President of Bharatiya Janata Party - Andhra Pradesh
- Incumbent
- Assumed office 1 July 2025
- President: J. P. Nadda Nitin Nabin
- Preceded by: Daggubati Purandeswari

Member of Andhra Pradesh Legislative Council
- In office 30 March 2017 – 29 March 2023
- Preceded by: M. V. S. Sarma
- Succeeded by: V. Chiranjeevi Rao
- Constituency: Srikakulam-Vizag-Vizianagaram Graduates

Personal details
- Born: Pokala Vamsi Nagendra Madhav 10 August 1973 (age 53) Maddilapalem, Visakhapatnam, Andhra Pradesh (1956–2014)
- Party: Bharatiya Janata Party
- Parents: P. V. Chalapati Rao (father); P. Anuradha (mother);
- Education: B.Com, MBA, CMA
- Alma mater: Dr. V. S. Krishna Govt. Degree & P.G College Andhra University Institute of Cost Accountants of India
- Profession: Politician

= P. V. N. Madhav =

Indian politician

Pokala Vamsi Nagendra Madhav is a Bharatiya Janata Party politician from Andhra Pradesh.He is the current state president of the Bharatiya Janata Party (BJP) in Andhra Pradesh.
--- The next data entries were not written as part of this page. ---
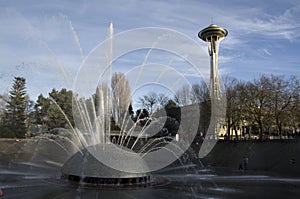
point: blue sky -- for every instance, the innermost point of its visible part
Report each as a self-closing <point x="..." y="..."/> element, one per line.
<point x="45" y="41"/>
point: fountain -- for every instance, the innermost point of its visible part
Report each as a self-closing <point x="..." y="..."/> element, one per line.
<point x="85" y="162"/>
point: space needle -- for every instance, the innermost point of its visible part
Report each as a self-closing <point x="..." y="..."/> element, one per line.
<point x="212" y="35"/>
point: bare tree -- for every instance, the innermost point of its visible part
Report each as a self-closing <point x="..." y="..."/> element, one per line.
<point x="148" y="101"/>
<point x="183" y="95"/>
<point x="121" y="97"/>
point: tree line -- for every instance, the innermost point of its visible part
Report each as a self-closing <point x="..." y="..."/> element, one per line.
<point x="268" y="105"/>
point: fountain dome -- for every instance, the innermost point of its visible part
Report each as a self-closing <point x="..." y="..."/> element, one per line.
<point x="85" y="168"/>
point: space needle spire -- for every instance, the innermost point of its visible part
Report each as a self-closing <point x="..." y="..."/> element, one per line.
<point x="212" y="35"/>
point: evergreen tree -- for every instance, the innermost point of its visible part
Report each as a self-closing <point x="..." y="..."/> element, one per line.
<point x="14" y="120"/>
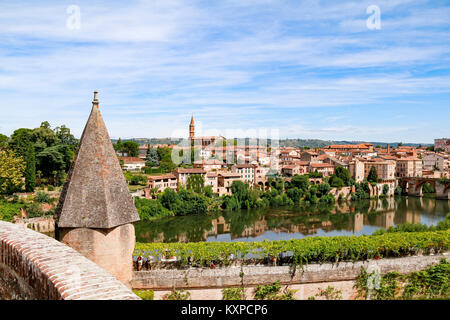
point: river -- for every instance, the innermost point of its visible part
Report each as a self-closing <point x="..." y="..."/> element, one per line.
<point x="348" y="218"/>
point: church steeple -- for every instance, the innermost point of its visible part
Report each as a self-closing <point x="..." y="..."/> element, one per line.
<point x="192" y="128"/>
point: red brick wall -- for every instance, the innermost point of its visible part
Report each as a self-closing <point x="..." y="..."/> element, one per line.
<point x="34" y="266"/>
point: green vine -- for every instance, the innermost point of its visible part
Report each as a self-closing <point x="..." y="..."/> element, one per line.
<point x="303" y="251"/>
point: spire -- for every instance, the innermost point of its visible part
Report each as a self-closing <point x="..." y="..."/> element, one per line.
<point x="95" y="194"/>
<point x="192" y="128"/>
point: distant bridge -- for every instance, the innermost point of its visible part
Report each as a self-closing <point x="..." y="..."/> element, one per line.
<point x="414" y="186"/>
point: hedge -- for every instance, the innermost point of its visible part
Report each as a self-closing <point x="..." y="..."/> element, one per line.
<point x="304" y="251"/>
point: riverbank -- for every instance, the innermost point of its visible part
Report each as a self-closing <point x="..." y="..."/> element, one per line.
<point x="208" y="284"/>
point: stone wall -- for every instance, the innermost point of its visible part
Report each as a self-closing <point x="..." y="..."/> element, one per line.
<point x="111" y="249"/>
<point x="34" y="266"/>
<point x="307" y="280"/>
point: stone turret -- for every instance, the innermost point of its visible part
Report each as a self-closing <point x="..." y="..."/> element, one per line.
<point x="96" y="213"/>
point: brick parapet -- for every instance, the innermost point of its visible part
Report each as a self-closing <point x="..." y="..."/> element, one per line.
<point x="35" y="266"/>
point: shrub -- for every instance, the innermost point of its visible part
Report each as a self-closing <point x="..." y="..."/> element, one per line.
<point x="330" y="293"/>
<point x="233" y="294"/>
<point x="43" y="197"/>
<point x="273" y="292"/>
<point x="145" y="294"/>
<point x="177" y="295"/>
<point x="303" y="251"/>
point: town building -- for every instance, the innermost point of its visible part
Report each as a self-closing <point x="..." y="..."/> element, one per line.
<point x="385" y="168"/>
<point x="209" y="165"/>
<point x="225" y="180"/>
<point x="246" y="171"/>
<point x="132" y="164"/>
<point x="409" y="167"/>
<point x="325" y="168"/>
<point x="442" y="144"/>
<point x="161" y="183"/>
<point x="183" y="174"/>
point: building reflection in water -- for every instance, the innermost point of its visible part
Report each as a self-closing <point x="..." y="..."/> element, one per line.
<point x="345" y="218"/>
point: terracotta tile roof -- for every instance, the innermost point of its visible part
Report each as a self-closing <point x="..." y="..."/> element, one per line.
<point x="131" y="160"/>
<point x="245" y="165"/>
<point x="161" y="177"/>
<point x="229" y="174"/>
<point x="189" y="170"/>
<point x="321" y="165"/>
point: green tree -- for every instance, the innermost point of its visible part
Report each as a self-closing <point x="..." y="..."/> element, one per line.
<point x="166" y="162"/>
<point x="196" y="183"/>
<point x="131" y="148"/>
<point x="151" y="159"/>
<point x="11" y="170"/>
<point x="3" y="141"/>
<point x="373" y="175"/>
<point x="300" y="182"/>
<point x="118" y="146"/>
<point x="336" y="182"/>
<point x="30" y="169"/>
<point x="344" y="174"/>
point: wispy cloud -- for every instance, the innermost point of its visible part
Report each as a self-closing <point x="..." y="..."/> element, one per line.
<point x="234" y="64"/>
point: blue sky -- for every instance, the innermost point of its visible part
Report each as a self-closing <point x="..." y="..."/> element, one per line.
<point x="310" y="69"/>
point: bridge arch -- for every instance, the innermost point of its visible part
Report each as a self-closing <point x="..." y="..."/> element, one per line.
<point x="36" y="267"/>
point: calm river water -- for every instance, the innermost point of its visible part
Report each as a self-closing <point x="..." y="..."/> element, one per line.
<point x="360" y="218"/>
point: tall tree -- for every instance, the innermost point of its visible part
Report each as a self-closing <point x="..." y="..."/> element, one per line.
<point x="3" y="141"/>
<point x="11" y="170"/>
<point x="196" y="183"/>
<point x="151" y="159"/>
<point x="131" y="148"/>
<point x="30" y="169"/>
<point x="21" y="142"/>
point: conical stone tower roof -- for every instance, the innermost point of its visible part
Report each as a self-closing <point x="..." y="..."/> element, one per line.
<point x="95" y="194"/>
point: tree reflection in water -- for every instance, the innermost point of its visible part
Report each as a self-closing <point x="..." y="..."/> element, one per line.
<point x="362" y="217"/>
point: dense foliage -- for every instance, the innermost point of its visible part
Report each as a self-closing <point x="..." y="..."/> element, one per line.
<point x="303" y="251"/>
<point x="11" y="170"/>
<point x="46" y="154"/>
<point x="409" y="227"/>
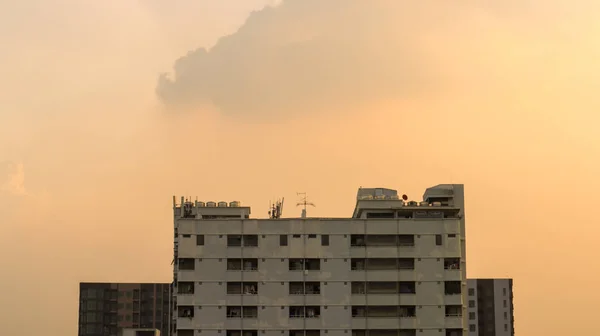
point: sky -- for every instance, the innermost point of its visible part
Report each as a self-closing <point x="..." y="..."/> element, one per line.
<point x="108" y="108"/>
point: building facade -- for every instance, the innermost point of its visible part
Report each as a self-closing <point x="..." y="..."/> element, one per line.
<point x="139" y="332"/>
<point x="395" y="268"/>
<point x="106" y="308"/>
<point x="490" y="307"/>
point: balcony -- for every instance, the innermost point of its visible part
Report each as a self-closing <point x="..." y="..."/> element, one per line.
<point x="246" y="264"/>
<point x="452" y="288"/>
<point x="384" y="332"/>
<point x="305" y="264"/>
<point x="305" y="333"/>
<point x="304" y="288"/>
<point x="242" y="240"/>
<point x="185" y="311"/>
<point x="384" y="311"/>
<point x="241" y="333"/>
<point x="242" y="288"/>
<point x="305" y="312"/>
<point x="383" y="287"/>
<point x="186" y="264"/>
<point x="185" y="287"/>
<point x="382" y="240"/>
<point x="247" y="312"/>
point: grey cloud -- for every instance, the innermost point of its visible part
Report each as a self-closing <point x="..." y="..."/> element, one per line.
<point x="308" y="53"/>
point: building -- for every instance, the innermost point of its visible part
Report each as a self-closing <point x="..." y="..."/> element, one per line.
<point x="395" y="268"/>
<point x="490" y="307"/>
<point x="106" y="308"/>
<point x="139" y="332"/>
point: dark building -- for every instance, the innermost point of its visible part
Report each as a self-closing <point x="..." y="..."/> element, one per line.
<point x="105" y="308"/>
<point x="490" y="307"/>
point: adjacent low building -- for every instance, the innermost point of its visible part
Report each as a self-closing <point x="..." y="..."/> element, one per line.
<point x="106" y="308"/>
<point x="139" y="332"/>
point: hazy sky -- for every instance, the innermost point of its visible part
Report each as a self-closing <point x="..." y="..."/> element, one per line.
<point x="320" y="96"/>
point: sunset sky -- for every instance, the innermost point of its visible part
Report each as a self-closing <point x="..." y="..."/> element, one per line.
<point x="108" y="108"/>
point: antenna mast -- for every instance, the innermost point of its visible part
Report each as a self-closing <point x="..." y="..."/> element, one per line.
<point x="304" y="202"/>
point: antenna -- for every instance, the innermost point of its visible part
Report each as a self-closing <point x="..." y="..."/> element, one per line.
<point x="304" y="202"/>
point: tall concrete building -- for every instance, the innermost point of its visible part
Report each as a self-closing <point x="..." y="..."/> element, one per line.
<point x="395" y="268"/>
<point x="490" y="307"/>
<point x="106" y="308"/>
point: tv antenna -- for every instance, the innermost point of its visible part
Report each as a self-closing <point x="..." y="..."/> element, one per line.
<point x="304" y="202"/>
<point x="276" y="209"/>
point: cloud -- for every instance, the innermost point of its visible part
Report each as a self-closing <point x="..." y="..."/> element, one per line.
<point x="305" y="54"/>
<point x="12" y="178"/>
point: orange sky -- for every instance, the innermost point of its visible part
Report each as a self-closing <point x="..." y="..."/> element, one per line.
<point x="315" y="96"/>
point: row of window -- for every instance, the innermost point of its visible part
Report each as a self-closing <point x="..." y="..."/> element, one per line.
<point x="472" y="292"/>
<point x="315" y="311"/>
<point x="314" y="287"/>
<point x="114" y="294"/>
<point x="355" y="240"/>
<point x="317" y="332"/>
<point x="472" y="304"/>
<point x="473" y="328"/>
<point x="314" y="264"/>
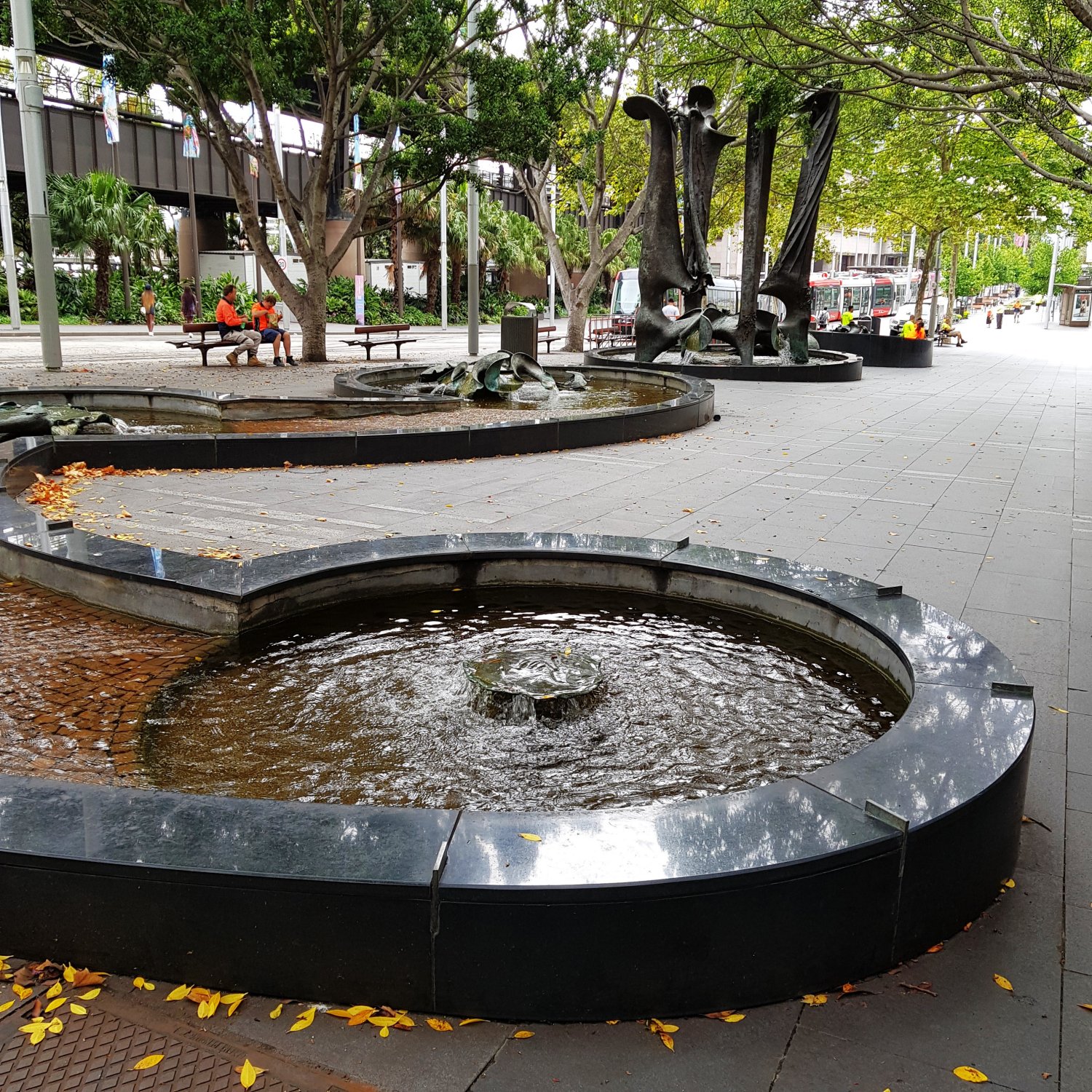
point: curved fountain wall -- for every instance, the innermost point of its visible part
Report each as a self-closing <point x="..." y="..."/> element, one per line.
<point x="723" y="902"/>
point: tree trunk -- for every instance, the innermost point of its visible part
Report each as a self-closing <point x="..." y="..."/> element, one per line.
<point x="578" y="319"/>
<point x="951" y="282"/>
<point x="102" y="279"/>
<point x="312" y="319"/>
<point x="926" y="266"/>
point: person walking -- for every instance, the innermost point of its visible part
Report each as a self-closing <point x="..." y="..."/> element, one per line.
<point x="189" y="304"/>
<point x="233" y="328"/>
<point x="148" y="308"/>
<point x="266" y="317"/>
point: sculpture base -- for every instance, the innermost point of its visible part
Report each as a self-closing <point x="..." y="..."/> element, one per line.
<point x="825" y="366"/>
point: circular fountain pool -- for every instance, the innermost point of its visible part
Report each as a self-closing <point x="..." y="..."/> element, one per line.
<point x="375" y="707"/>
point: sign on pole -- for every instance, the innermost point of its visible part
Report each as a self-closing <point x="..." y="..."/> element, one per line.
<point x="191" y="142"/>
<point x="111" y="105"/>
<point x="357" y="168"/>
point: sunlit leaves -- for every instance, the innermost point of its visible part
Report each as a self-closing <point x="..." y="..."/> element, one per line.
<point x="305" y="1019"/>
<point x="972" y="1075"/>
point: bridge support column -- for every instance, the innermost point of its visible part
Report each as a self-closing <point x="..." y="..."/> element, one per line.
<point x="212" y="235"/>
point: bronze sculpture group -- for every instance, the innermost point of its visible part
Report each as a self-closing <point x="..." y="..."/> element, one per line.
<point x="670" y="261"/>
Madhav has been elected in Andhra Pradesh Legislative Council election in 2017 from Graduates constituency as candidate of Bharatiya Janata Party. A cost accountant by profession, Madhav has long-standing ties to the Sangh Parivar, having been active in the ABVP and BJYM from an early age. He is well known for his strong association with the Rashtriya Swayamsevak Sangh (RSS). He has played an active role in the party's growth at the grassroots. His father, P V Chalapati Rao, was the first BJP state president of undivided Andhra Pradesh and a founding member of the party in the state.